Of course, none of those stories are about what happens on the playing field. Much of what Deadspin digs up is of the tabloid variety: sex, drugs, players and broadcasters behaving badly when the cameras are off or the games are over. There’s a certain ruthlessness to the website that turns off a lot of folks — even Will Leitch, A.J.’s friend and the guy he replaced as Deadspin’s editor, has issues with how far A.J. will push a story. Deadspin reported that football analyst Sean Salisbury had showed cell-phone pics of his member to an ESPN co-worker (seriously, what is up with all this penis self-portraiture?). Salisbury eventually fessed up, but says the attention was “devastating.” GQ paints a grim picture of the toll that Deadspin is taking on my buddy — drinking benders that stretch for nearly two weeks, self-doubt, therapy. I wondered what A.J. thought of the profile. And whether he needed an intervention.

As it turns out, A.J. thinks the writer, Gabriel Sherman, hit the mark. “I think he gave a pretty accurate representation of the month or two of what it was like to work at Deadspin, post-Favre,” he says. “I’m usually not that much of a booze bag, but that was a hectic, festive part of my life and I was doing my best to both celebrate and self-medicate.” Perhaps the only stretch, he says, is the notion that Deadspin is pushing him to the verge of a breakdown. Monitoring his moral compass isn’t the problem; it’s the non-stop demands of running a website that demands to be fed 24 hours a day that have impacted him the most. As long as his iPhone has juice, he’s never away from the office.

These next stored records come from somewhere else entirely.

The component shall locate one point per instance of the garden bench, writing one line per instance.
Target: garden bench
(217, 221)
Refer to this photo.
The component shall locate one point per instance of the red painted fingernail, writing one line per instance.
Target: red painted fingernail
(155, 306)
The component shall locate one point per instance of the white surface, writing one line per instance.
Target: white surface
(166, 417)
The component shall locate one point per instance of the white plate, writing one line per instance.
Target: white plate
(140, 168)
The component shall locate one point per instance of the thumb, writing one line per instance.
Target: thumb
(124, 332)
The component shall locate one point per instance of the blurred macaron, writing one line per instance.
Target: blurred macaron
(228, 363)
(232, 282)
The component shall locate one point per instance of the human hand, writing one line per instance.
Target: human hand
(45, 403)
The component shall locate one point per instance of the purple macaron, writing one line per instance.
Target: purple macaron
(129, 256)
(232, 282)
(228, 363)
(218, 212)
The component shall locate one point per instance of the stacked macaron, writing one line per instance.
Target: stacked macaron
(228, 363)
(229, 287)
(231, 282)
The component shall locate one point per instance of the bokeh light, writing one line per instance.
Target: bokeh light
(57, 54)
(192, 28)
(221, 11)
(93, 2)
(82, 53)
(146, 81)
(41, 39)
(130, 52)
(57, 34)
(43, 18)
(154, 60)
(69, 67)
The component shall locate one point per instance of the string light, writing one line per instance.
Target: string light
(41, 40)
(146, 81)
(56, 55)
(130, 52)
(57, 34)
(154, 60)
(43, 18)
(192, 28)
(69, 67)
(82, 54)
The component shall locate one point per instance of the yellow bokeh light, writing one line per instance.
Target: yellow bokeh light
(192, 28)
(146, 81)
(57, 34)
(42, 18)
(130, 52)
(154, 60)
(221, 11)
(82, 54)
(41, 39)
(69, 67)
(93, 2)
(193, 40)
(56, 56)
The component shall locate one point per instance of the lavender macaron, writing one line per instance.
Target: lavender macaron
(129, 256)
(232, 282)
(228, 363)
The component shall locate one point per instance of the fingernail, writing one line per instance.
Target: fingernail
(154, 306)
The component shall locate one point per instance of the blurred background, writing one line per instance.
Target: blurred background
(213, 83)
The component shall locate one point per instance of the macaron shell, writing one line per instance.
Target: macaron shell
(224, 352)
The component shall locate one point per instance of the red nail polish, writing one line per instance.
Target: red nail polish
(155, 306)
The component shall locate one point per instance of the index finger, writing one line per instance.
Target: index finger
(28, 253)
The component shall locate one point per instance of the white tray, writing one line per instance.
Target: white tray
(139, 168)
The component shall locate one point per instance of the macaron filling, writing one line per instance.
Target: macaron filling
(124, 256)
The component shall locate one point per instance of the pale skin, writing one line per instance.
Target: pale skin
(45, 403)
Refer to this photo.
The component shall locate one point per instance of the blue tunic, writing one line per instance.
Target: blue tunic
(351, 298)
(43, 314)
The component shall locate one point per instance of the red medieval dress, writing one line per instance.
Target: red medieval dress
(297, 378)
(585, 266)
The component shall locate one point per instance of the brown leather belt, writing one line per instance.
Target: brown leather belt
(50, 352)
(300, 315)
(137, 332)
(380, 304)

In the end, the GQ piece suggests that while A.J. is a dogged reporter, he’s using his talents for evil. It’s a subject we’ve discussed over the years, and like Leitch, there are some stories A.J. has posted that I couldn’t. I asked if he cares about that perception. “I don’t, really,” A.J. says. “The thing about this job is that I feel like I’m doing it well. Sometimes the truth is perceived as evil and that’s ultimately what I’m trying to put out there. But I don’t sit at home at night twirling my awful mustache and contemplating whose life I’m going to ruin or anything like that. We just go after some stories that many people have a tough time justifying either personally or professionally.”

For more debate on whether A.J. is advancing or destroying sports journalism — and for a good look at that moustache — check out HBO’s Real Sports with Bryant Gumbel on February 15 for a story by fellow Philly native Andrea Kremer. Sometimes, I’m not sure which side of that argument I stand on. I’m just glad my buddy doesn’t really seem to be one step away from rehab. And I don’t feel sorry for the next guy whose schlong ends up on Deadspin. Quarterbacks, ESPN anchors — you’ve been warned.